TORONTO — Mike Venton started working in the produce industry as a young kid, and he's been with Brampton-based Loblaw Cos. Ltd. for almost 30 years.
Since becoming senior vice president of produce for Canada’s largest retailer two years ago, he has overseen many changes in the way produce is bought and sold.
“What we’re trying to do is field to fork to create fresher produce at the store for customers,” he said. “What we learned pretty quickly is that every single thing we do in produce had to be changed because we can’t have a weak link.”
In the transportation department, his goal was to get lag time out of the system and get produce to stores faster.
The solution: open three consolidation centers in California and Arizona, with another planned for Fresno, Calif., to minimize the number of stops each truck makes, minimize the time produce spends in coolers and ensure trucks get in and out at a given time on a given day.

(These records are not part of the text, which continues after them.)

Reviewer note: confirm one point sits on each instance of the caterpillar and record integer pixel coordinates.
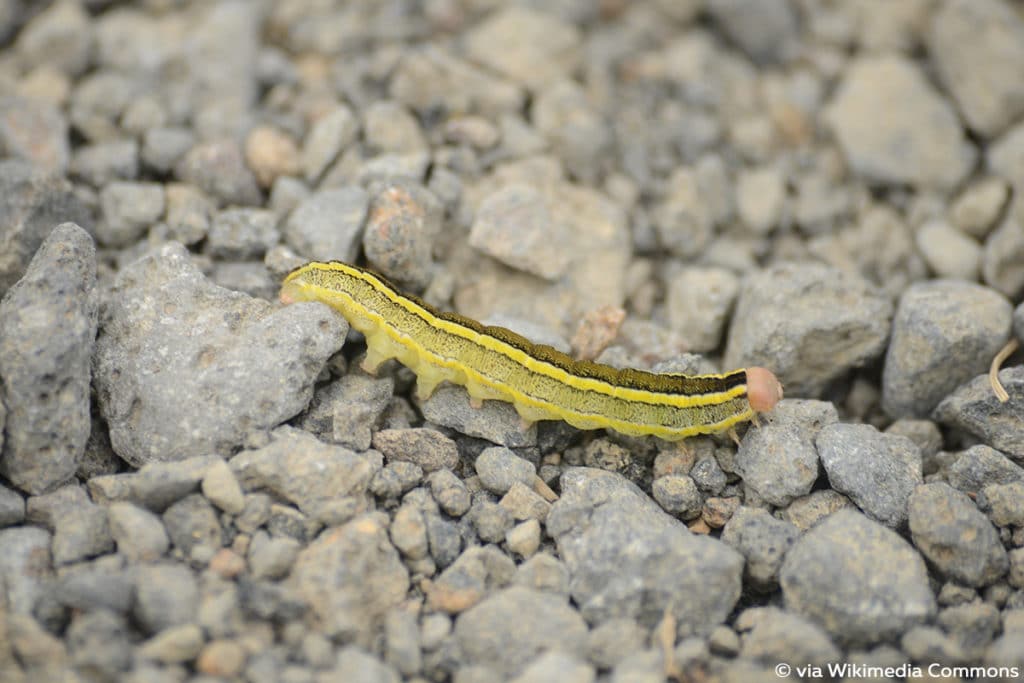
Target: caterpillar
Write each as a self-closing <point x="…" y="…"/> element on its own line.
<point x="541" y="382"/>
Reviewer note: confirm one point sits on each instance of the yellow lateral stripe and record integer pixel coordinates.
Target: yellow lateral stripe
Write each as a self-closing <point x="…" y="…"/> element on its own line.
<point x="540" y="367"/>
<point x="562" y="413"/>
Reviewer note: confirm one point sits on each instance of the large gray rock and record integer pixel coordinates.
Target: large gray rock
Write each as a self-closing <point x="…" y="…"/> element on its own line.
<point x="980" y="73"/>
<point x="955" y="536"/>
<point x="47" y="332"/>
<point x="509" y="630"/>
<point x="628" y="558"/>
<point x="918" y="141"/>
<point x="31" y="204"/>
<point x="183" y="367"/>
<point x="809" y="324"/>
<point x="975" y="409"/>
<point x="877" y="471"/>
<point x="860" y="581"/>
<point x="351" y="577"/>
<point x="936" y="321"/>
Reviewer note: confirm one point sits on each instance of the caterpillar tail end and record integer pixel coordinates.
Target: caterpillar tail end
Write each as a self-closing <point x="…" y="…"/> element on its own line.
<point x="763" y="389"/>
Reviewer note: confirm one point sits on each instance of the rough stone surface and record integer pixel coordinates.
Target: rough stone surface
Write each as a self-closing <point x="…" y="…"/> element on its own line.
<point x="877" y="471"/>
<point x="47" y="331"/>
<point x="810" y="324"/>
<point x="937" y="321"/>
<point x="779" y="461"/>
<point x="350" y="577"/>
<point x="222" y="367"/>
<point x="918" y="141"/>
<point x="988" y="92"/>
<point x="598" y="515"/>
<point x="955" y="536"/>
<point x="975" y="409"/>
<point x="829" y="575"/>
<point x="508" y="631"/>
<point x="328" y="482"/>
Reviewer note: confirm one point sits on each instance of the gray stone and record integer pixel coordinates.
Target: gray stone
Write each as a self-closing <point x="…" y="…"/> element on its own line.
<point x="167" y="595"/>
<point x="216" y="369"/>
<point x="59" y="37"/>
<point x="155" y="485"/>
<point x="36" y="131"/>
<point x="192" y="524"/>
<point x="956" y="538"/>
<point x="937" y="321"/>
<point x="99" y="642"/>
<point x="329" y="135"/>
<point x="103" y="163"/>
<point x="401" y="635"/>
<point x="776" y="636"/>
<point x="347" y="411"/>
<point x="429" y="449"/>
<point x="524" y="503"/>
<point x="544" y="572"/>
<point x="809" y="324"/>
<point x="47" y="331"/>
<point x="554" y="667"/>
<point x="139" y="534"/>
<point x="128" y="210"/>
<point x="218" y="168"/>
<point x="779" y="461"/>
<point x="509" y="630"/>
<point x="402" y="224"/>
<point x="356" y="666"/>
<point x="829" y="575"/>
<point x="1004" y="251"/>
<point x="164" y="147"/>
<point x="988" y="92"/>
<point x="948" y="252"/>
<point x="328" y="482"/>
<point x="450" y="492"/>
<point x="491" y="520"/>
<point x="499" y="468"/>
<point x="1004" y="503"/>
<point x="550" y="54"/>
<point x="678" y="495"/>
<point x="476" y="573"/>
<point x="975" y="409"/>
<point x="444" y="540"/>
<point x="981" y="466"/>
<point x="496" y="421"/>
<point x="388" y="127"/>
<point x="920" y="139"/>
<point x="328" y="224"/>
<point x="766" y="31"/>
<point x="514" y="225"/>
<point x="243" y="233"/>
<point x="977" y="208"/>
<point x="350" y="577"/>
<point x="599" y="514"/>
<point x="611" y="641"/>
<point x="271" y="556"/>
<point x="698" y="301"/>
<point x="26" y="567"/>
<point x="11" y="505"/>
<point x="877" y="471"/>
<point x="395" y="478"/>
<point x="221" y="488"/>
<point x="175" y="644"/>
<point x="188" y="213"/>
<point x="431" y="79"/>
<point x="763" y="541"/>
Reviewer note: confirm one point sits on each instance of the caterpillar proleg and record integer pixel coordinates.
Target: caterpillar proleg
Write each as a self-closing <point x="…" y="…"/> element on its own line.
<point x="541" y="382"/>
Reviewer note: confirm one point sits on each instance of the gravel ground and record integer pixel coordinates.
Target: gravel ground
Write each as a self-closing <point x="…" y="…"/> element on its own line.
<point x="200" y="484"/>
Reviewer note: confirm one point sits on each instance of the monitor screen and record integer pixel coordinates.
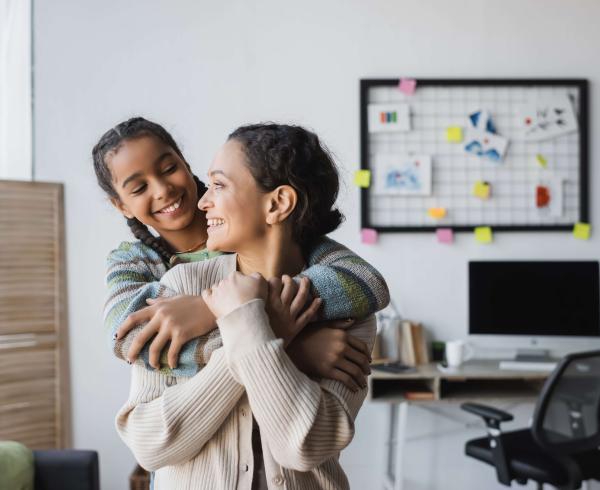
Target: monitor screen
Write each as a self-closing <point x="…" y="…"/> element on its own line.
<point x="534" y="298"/>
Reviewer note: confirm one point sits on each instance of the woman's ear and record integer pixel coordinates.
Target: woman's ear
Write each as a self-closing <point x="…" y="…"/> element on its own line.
<point x="282" y="201"/>
<point x="124" y="210"/>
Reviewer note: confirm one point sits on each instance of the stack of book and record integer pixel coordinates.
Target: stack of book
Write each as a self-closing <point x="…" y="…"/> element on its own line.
<point x="414" y="349"/>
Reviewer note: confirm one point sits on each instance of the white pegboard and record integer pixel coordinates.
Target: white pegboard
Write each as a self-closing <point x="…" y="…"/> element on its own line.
<point x="454" y="171"/>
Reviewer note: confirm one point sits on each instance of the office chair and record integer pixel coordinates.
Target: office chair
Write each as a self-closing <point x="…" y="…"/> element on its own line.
<point x="561" y="448"/>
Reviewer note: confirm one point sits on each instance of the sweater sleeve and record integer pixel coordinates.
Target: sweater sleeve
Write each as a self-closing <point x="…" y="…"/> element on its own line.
<point x="165" y="423"/>
<point x="348" y="285"/>
<point x="133" y="275"/>
<point x="303" y="421"/>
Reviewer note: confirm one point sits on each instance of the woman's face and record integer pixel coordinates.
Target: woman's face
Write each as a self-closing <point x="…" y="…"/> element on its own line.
<point x="154" y="184"/>
<point x="234" y="204"/>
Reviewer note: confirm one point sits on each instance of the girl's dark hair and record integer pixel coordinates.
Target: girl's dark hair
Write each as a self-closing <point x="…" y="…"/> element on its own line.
<point x="279" y="154"/>
<point x="110" y="142"/>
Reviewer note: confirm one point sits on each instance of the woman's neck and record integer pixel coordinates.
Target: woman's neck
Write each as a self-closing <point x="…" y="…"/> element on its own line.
<point x="271" y="260"/>
<point x="191" y="238"/>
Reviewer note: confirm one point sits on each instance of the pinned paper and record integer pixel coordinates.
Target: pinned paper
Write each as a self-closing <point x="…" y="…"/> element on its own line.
<point x="582" y="231"/>
<point x="541" y="160"/>
<point x="407" y="86"/>
<point x="547" y="117"/>
<point x="445" y="235"/>
<point x="482" y="190"/>
<point x="454" y="134"/>
<point x="437" y="213"/>
<point x="388" y="118"/>
<point x="483" y="234"/>
<point x="369" y="236"/>
<point x="402" y="175"/>
<point x="362" y="178"/>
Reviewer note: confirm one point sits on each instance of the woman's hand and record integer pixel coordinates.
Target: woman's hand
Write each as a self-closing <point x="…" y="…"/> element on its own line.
<point x="233" y="291"/>
<point x="177" y="319"/>
<point x="326" y="350"/>
<point x="285" y="307"/>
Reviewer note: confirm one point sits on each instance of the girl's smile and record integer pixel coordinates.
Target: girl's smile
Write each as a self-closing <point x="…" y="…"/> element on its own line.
<point x="155" y="186"/>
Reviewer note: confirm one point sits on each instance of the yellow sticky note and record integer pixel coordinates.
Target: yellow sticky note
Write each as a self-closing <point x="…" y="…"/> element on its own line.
<point x="483" y="234"/>
<point x="437" y="213"/>
<point x="541" y="160"/>
<point x="482" y="190"/>
<point x="362" y="178"/>
<point x="454" y="134"/>
<point x="582" y="231"/>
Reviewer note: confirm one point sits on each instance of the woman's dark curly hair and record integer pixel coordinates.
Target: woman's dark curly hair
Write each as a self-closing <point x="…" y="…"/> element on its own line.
<point x="109" y="143"/>
<point x="279" y="154"/>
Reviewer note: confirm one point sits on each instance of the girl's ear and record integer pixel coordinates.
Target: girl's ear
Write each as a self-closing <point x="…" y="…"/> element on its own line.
<point x="124" y="210"/>
<point x="282" y="201"/>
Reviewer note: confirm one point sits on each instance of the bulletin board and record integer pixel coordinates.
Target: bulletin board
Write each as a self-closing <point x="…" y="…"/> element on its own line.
<point x="527" y="147"/>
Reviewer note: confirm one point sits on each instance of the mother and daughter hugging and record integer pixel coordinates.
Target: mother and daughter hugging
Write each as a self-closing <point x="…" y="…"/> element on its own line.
<point x="248" y="330"/>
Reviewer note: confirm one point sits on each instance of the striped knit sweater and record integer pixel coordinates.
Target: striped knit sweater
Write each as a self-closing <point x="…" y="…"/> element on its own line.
<point x="349" y="287"/>
<point x="196" y="432"/>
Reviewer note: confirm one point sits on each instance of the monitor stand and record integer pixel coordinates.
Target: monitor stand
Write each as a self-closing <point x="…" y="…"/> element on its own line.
<point x="533" y="355"/>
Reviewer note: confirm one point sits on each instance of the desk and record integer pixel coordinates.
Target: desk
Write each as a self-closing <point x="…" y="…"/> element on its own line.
<point x="480" y="381"/>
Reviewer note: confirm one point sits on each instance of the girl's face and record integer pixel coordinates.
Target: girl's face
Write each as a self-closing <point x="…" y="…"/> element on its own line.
<point x="154" y="185"/>
<point x="236" y="208"/>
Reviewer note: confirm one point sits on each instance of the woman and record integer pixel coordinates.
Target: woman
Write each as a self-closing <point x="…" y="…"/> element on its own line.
<point x="147" y="178"/>
<point x="272" y="194"/>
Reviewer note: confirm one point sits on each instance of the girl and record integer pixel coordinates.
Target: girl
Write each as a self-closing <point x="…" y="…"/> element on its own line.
<point x="147" y="179"/>
<point x="272" y="192"/>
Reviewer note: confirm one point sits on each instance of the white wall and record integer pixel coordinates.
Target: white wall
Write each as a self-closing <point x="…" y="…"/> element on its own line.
<point x="201" y="68"/>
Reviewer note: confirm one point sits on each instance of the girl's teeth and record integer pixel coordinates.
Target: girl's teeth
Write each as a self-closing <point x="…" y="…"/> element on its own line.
<point x="172" y="208"/>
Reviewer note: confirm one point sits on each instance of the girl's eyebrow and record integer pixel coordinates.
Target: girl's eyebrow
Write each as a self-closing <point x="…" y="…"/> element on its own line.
<point x="213" y="172"/>
<point x="139" y="174"/>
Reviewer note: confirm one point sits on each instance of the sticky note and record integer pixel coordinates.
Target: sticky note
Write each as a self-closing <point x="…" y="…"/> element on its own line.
<point x="407" y="86"/>
<point x="369" y="236"/>
<point x="445" y="235"/>
<point x="541" y="160"/>
<point x="483" y="234"/>
<point x="437" y="213"/>
<point x="482" y="190"/>
<point x="454" y="134"/>
<point x="582" y="231"/>
<point x="542" y="196"/>
<point x="362" y="178"/>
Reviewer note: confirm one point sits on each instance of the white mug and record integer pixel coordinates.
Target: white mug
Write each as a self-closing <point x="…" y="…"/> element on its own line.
<point x="458" y="351"/>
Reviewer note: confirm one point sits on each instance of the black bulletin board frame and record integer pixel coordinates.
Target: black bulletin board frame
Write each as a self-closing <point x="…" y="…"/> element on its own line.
<point x="583" y="119"/>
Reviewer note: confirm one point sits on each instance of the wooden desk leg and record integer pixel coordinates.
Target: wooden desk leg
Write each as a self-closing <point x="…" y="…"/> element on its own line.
<point x="402" y="417"/>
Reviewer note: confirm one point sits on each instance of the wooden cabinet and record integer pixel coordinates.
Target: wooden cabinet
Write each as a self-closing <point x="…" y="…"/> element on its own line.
<point x="34" y="374"/>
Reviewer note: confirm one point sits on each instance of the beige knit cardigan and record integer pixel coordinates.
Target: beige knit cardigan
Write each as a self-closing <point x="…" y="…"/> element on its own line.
<point x="196" y="433"/>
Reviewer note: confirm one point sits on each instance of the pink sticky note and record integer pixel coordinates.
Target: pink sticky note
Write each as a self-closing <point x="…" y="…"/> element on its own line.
<point x="407" y="85"/>
<point x="445" y="235"/>
<point x="368" y="236"/>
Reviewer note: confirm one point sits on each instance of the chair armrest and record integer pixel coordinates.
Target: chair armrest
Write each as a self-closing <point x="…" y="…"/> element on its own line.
<point x="491" y="415"/>
<point x="66" y="469"/>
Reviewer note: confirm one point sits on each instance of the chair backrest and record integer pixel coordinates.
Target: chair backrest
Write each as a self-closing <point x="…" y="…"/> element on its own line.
<point x="567" y="415"/>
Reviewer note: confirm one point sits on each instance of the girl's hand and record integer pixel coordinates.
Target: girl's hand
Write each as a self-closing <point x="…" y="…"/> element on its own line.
<point x="285" y="305"/>
<point x="177" y="319"/>
<point x="328" y="351"/>
<point x="233" y="291"/>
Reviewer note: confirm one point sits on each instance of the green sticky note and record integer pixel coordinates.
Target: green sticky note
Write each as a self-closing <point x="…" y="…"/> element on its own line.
<point x="582" y="231"/>
<point x="362" y="178"/>
<point x="454" y="134"/>
<point x="483" y="234"/>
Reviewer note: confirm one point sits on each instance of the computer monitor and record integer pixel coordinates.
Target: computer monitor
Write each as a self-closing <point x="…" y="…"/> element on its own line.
<point x="535" y="304"/>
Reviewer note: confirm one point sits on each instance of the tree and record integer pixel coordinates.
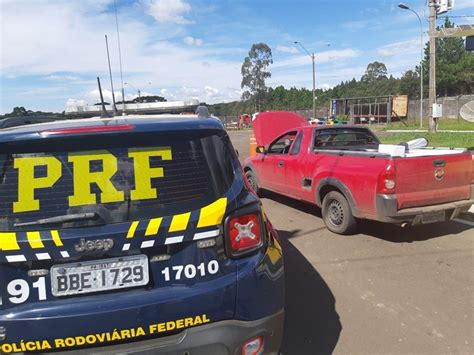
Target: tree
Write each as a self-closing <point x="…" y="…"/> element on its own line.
<point x="453" y="65"/>
<point x="410" y="84"/>
<point x="255" y="71"/>
<point x="19" y="111"/>
<point x="375" y="71"/>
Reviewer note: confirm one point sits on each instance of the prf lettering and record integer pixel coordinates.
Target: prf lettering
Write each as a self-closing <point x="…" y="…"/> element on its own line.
<point x="84" y="178"/>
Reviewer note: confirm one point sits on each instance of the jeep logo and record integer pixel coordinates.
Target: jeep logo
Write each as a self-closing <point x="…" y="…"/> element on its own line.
<point x="93" y="245"/>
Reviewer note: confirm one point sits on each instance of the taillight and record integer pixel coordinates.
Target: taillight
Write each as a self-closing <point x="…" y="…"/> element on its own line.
<point x="88" y="129"/>
<point x="244" y="234"/>
<point x="386" y="182"/>
<point x="253" y="346"/>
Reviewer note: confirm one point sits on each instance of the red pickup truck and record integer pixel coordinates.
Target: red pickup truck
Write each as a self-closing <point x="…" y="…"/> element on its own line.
<point x="343" y="170"/>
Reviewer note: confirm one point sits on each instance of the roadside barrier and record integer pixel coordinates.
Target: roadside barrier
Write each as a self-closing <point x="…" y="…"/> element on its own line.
<point x="253" y="145"/>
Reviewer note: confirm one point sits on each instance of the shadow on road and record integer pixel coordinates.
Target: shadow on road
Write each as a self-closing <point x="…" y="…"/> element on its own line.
<point x="312" y="324"/>
<point x="385" y="231"/>
<point x="395" y="234"/>
<point x="296" y="204"/>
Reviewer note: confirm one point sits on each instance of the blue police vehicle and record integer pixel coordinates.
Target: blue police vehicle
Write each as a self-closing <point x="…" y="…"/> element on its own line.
<point x="134" y="235"/>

Then there’s Flow, a process initiated by the company’s supply chain group.
“It’s like cross-docking as opposed to slotting,” Venton said. “It basically says this item is going to sit in your warehouse for a minimum time, then it’s going to flow right into a store. The problem with it is that our business is so volatile, with weather and distance.”
Rigorous quality assurance is another Loblaw priority, he said.
Teams are busy conducting audits in stores and will eventually be testing competitors’ produce for brix, pressure and other items.
“We want to see if we’re as good as we think we are,” he said.
Meanwhile, a 19-member So Fresh group based in Fresno has fanned out through the U.S. and up and down the coast, working with shippers and checking product before it’s loaded.
“Eventually, we’re going to get right into the store with quality assurance,” he said. “We’re almost inspecting 100% of what comes through our facilities.”
The retailer is even creating its own specifications for accepting or rejecting product.
“We’re going far beyond the specs set by the Canadian Food Inspection Agency and forming our own unbiased group to work as a liaison between category managers and our quality assurance team,” he said. “We’re adding a technologist’s position, we’ve hired two people and we’ll hire two more this year.”
Buying better involves partnering with better shippers and growers, he said.
“We’re giving more business to the best growers,” he said. “The majority of our Top 40 club are U.S., but we do have Canadian and Mexican growers and we will have Chilean growers as we discover the really good, sophisticated ones who, we believe, are going to raise the bar.”
These preferred suppliers are given a “look under our hood,” he said. “We say here’s our strategy, here are the commitments we’re making, here’s what we want from you and, later, here’s how we’ve progressed.”
Back in the produce department, Venton has spearheaded Platinum items, 11 so far, that are exclusive to Loblaw.
Each has been voted as the best-tasting item in its category by senior management. Winners include the brown kumato tomato, grown in Mexico or in Canadian greenhouses in season, fingerling potatoes and the Sonya and Lady Alice apples.